Habrán pasado ya unas tres semanas. El gobierno ya no sale tanto a hablar, pero limoneros y las otras cosas violetas siguen habiendo. Cemento se puede tirar, y se tira, pero es barato y no dura mucho, a los pocos días ya está mete que nacer la maldita semillita. Echa esas raíces gigantescas, duras como un pedazo gigante de madera. Y las raíces rompen todavía más y más cemento. Y meta machete, veneno y a veces hasta fuego. Y cae el maldito árbol solamente para que tres días después empiece a asomar alguna cabecita verde que parece de lo más inocente pero que ni bien te das vuelta ¡PAM!, quince metros de raíz dañina y traicionera.
Lo de esta vez es, sinceramente, pasmoso. Algunos escuchamos, no somos todos tan jóvenes, que en otra época hacíamos ciudades enteras con toda esa mugre, que incluso vivíamos con la mugre. Cabecitas verdes, cabecitas verdes cuidadas, alentadas a traicionar, algunas incluso saludadas, como si fuera uno más. Entonces claro que nos preguntamos si esas viejas tienen algo que ver, si serán ellas las descendientes satánicas de alguna malsana y terrorífica costumbre de alentar el crecimiento virulento de esa plaga espantosa. Brujas son, brujas tienen que ser porque no hay una explicación posible que nos solucione lo de hoy, que nos permita entender los horrores que nos toca vivir. Entre dos edificios, para peor. Había quedado un espacio disponible algunos días atrás, y por supuesto que el lugar estaba bien custodiado y se esperaba que todo estuviera listo en cuestión de horas, esta mañana. Pero ni custodios, ni policías, ni el nuevo edificio ya casi listo. Todo en vano, todo al pedo. Como si fueramos a tener que acostumbrarnos a vivir así, sobreviviendo, sin los tubos en la espalda, sin trajes, sin antifaz, sin máscaras. Las mediciones asustan cada vez más a los funcionarios y algunos precavidos ya están buscando trabajo en otras partes, pero no quieren entender que no es solamente acá, en esta ciudad, que la peste azota prácticamente todas las ciudades. Que hasta ya han visto en distintas partes algunas viejas perversar sin los tubos, con una mueca burlona, desnudas frente al mundo.
No somos todos tan jóvenes, y esas cosas las escuchamos, prestamos atención. Pero una cosa son los rumores, los chismes, otra cosa es levantarse a la mañana, salir a mirar por la ventana y ver eso. Ahí nomás arranca la desesperación, ataque de pánico lo llaman, y sentir que los tubos apretan, que el antifaz arranca pedazos de piel, que la máscara empieza a bailar, mojada por el sudor, y que debajo del traje se empieza a sentir frío, frío y húmedo. ¿Qué puede hacer uno cuando todo lo que es se desmorona entre gotas frías de sudor? Se tiran, los pobres malditos, se tiran desde un primer piso o desde un piso cincuenta y tres, pero se tiran y se rompen el alma. ¡Muertos antes que involucionados!
Tienen que ser brujas las viejas malditas, son brujas que sino no se explica. Que frente a la escena del crimen los cabos apenas si pueden mantenerse en pie, que tienen que darse vuelta y pensar fuerte en otra cosa porque sino ahí nomás les da ganas de tirarse y aún estando al nivel del suelo se romperían el alma. Y hoy las mediciones son secretas, y uno piensa si está bien que no larguen las cifras para evitar el pánico o si generan más pánico estándose tan calladitos.

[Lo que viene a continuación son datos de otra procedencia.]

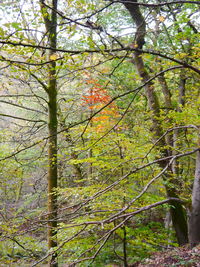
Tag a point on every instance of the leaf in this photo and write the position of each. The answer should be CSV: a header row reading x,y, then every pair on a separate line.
x,y
53,57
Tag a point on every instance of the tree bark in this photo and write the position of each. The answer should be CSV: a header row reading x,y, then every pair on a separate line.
x,y
194,218
177,212
50,19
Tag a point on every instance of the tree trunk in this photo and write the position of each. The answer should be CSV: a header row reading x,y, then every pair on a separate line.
x,y
177,212
50,19
194,218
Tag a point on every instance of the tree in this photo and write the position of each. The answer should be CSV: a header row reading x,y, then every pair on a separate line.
x,y
109,142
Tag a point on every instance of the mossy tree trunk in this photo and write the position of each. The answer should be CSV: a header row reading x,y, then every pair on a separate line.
x,y
177,212
50,19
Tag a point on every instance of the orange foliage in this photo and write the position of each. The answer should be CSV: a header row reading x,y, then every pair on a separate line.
x,y
96,98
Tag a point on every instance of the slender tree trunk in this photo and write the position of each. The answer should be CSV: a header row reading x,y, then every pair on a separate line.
x,y
177,212
194,218
50,19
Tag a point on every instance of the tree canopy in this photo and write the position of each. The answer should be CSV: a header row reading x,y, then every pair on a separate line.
x,y
99,116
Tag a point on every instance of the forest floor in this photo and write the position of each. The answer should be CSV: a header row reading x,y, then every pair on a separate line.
x,y
182,256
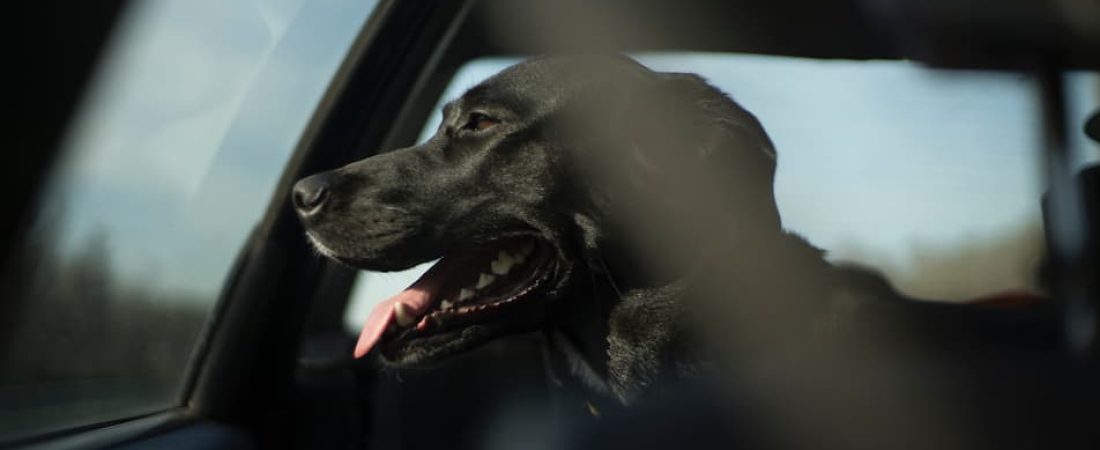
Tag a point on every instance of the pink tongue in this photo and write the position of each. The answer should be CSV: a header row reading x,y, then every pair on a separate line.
x,y
417,298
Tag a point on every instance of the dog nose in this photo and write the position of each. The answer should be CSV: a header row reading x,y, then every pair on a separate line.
x,y
310,193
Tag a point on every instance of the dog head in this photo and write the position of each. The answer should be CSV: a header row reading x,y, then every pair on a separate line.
x,y
528,178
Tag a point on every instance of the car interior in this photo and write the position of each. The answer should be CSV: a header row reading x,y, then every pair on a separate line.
x,y
224,328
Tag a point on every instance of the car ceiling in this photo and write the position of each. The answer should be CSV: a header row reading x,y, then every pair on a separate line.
x,y
949,33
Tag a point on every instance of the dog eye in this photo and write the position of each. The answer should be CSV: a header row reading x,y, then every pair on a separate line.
x,y
480,122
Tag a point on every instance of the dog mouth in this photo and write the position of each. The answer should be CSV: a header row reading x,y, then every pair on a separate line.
x,y
469,286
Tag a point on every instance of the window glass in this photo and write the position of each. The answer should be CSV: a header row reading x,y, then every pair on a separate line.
x,y
171,163
931,176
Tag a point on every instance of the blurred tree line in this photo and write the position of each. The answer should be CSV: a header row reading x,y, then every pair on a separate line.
x,y
72,317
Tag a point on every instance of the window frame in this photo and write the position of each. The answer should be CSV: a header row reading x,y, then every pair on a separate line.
x,y
396,68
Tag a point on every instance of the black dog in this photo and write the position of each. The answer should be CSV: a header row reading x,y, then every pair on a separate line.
x,y
589,197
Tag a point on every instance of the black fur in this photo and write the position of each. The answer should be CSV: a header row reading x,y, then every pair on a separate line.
x,y
645,185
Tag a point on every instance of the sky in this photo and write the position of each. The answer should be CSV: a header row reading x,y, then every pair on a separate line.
x,y
190,120
178,147
881,163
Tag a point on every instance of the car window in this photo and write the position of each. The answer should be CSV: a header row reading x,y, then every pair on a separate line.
x,y
931,176
180,141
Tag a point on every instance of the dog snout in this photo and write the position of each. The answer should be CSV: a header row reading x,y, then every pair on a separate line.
x,y
310,194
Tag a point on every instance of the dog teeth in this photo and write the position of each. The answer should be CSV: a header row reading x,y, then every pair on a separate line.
x,y
404,317
484,280
503,263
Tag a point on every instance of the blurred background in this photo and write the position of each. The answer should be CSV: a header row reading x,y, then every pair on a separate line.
x,y
917,157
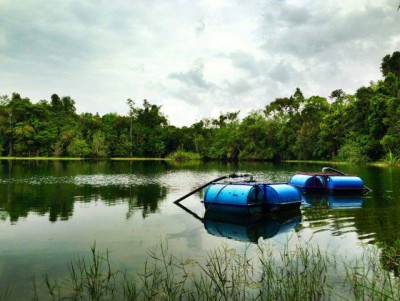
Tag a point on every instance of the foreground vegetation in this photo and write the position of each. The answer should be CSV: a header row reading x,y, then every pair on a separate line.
x,y
359,127
299,273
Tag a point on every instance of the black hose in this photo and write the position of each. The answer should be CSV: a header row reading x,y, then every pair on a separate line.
x,y
209,183
325,169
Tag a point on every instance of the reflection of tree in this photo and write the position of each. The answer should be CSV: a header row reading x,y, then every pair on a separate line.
x,y
21,194
57,200
145,197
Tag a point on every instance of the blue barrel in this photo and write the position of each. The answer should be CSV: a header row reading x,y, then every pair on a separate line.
x,y
344,183
233,194
307,182
281,194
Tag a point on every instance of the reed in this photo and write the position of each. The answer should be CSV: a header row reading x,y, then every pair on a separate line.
x,y
297,273
391,159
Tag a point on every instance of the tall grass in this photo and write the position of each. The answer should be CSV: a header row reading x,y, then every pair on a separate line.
x,y
296,273
391,159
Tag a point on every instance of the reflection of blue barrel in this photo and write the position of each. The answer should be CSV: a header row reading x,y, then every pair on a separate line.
x,y
345,201
334,201
250,228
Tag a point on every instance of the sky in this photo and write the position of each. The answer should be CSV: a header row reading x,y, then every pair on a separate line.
x,y
196,59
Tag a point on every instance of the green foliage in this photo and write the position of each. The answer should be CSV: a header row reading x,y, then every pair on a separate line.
x,y
181,155
352,152
78,148
356,128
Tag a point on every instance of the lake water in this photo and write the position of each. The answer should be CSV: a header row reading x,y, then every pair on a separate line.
x,y
51,211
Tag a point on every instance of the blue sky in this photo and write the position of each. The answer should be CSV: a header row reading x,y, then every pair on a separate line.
x,y
195,58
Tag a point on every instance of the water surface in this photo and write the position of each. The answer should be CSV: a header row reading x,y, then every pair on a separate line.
x,y
51,211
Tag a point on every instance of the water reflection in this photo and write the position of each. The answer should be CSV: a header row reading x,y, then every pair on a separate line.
x,y
339,201
52,187
249,228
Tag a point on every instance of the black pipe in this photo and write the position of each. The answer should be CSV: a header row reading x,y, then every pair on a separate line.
x,y
325,169
341,173
209,183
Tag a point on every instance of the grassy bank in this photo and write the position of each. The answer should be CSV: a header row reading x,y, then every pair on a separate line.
x,y
299,273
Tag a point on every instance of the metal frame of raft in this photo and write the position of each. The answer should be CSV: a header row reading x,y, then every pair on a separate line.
x,y
331,183
253,197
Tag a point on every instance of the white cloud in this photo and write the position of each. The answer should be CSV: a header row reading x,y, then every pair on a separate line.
x,y
196,59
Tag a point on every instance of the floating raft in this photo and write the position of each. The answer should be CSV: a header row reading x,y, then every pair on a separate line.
x,y
325,182
250,197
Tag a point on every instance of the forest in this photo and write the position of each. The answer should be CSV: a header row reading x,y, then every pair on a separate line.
x,y
359,127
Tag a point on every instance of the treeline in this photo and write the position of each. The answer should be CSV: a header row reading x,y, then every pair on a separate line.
x,y
360,127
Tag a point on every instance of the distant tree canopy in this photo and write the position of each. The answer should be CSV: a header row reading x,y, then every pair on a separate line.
x,y
359,127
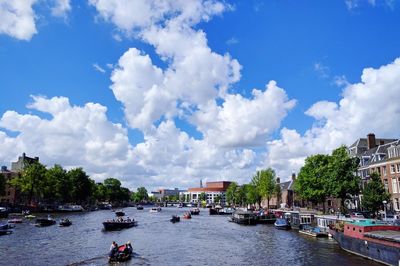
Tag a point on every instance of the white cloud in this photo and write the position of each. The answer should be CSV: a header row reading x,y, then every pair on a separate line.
x,y
17,19
73,136
61,8
368,106
98,68
242,122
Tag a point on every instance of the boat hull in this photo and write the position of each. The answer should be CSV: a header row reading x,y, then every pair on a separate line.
x,y
385,254
110,226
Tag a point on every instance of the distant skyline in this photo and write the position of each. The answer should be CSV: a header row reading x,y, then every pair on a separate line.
x,y
164,93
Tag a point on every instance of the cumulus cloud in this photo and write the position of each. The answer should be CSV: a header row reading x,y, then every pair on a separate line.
x,y
61,8
17,18
73,136
367,106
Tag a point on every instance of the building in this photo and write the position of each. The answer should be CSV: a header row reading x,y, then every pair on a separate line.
x,y
383,157
286,198
12,195
213,190
162,193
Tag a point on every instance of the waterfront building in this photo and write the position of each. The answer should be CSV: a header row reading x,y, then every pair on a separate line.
x,y
12,195
214,191
383,157
162,193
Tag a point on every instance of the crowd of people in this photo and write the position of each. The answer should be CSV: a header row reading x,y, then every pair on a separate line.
x,y
120,252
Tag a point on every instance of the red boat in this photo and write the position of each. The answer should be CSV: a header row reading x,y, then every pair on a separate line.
x,y
370,239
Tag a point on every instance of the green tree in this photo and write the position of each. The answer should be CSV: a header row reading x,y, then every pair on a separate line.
x,y
374,194
343,181
265,184
30,182
2,185
312,181
59,186
231,193
142,194
82,186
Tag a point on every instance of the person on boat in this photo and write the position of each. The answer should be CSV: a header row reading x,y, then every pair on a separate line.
x,y
113,250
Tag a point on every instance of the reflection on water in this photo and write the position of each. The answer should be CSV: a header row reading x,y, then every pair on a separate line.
x,y
203,240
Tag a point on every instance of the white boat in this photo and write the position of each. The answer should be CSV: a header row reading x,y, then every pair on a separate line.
x,y
155,209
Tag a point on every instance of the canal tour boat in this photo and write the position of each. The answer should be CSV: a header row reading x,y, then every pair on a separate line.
x,y
187,215
45,221
65,222
244,217
282,224
370,239
155,209
175,219
119,224
195,211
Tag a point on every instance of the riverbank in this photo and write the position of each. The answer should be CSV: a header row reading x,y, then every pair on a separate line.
x,y
203,240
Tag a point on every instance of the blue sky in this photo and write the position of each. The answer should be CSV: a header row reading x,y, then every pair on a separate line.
x,y
202,123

Y caminan las viejas malditas nomás, agarradas de las manos desnudas, sin los tanques, fingiendo que disfrutan todo ese ritual perverso. Son brujas las viejas perversas, si hasta uno les llega a creer que no están sufriendo. Mientras todos los demás miramos con terror las cifras de dióxido de carbono que bajan cada vez más y empezamos a sentir que por los tubos se empieza a escapar el óxigeno que aumenta en la ciudad a pasos agigantados. Las viejas agarradas de las manos desnudas y de fondo el escenario grotesco, cien metros cuadrados de árboles, plantas como garras, hojas verde vómito. Y en la base, coronando el horror, el manto oscuro, el verdor del pasto combinado con la sangre y los cráneos de todos los que se tuvieron que tirar, porque los niveles de dióxido de carbono bajan cada vez más.  

jueves, 2 de enero de 2014

Espejo

En mi escritorio guardo un espacio
en el que entran tres paredes,
un cigarrillo de marihuana, una copa de vino, cuatro estrellas aleatorias,
los recuerdos de un tiempo iletrado, el futuro de las páginas con olor a viejo,
vos.

El ritual es sano porque depura pero
sobre todo porque permite recordar.
En un escritorio duermen despiertos los insolentes,
la historia viva del despertar.

Tengo, cuando me fijo, cuatro paredes,
un marco gastado, un ligero olor a España y a deja vú.
Elijo, entre tanto objeto obsoleto, explotar una por una
sus cualidades.

Permito que mi cuerpo ruede de un lado al otro
entre las sábanas que apestan a comodidad.
Y entre mis ojos ya caigo en cuenta
de cierta luz que se desprende.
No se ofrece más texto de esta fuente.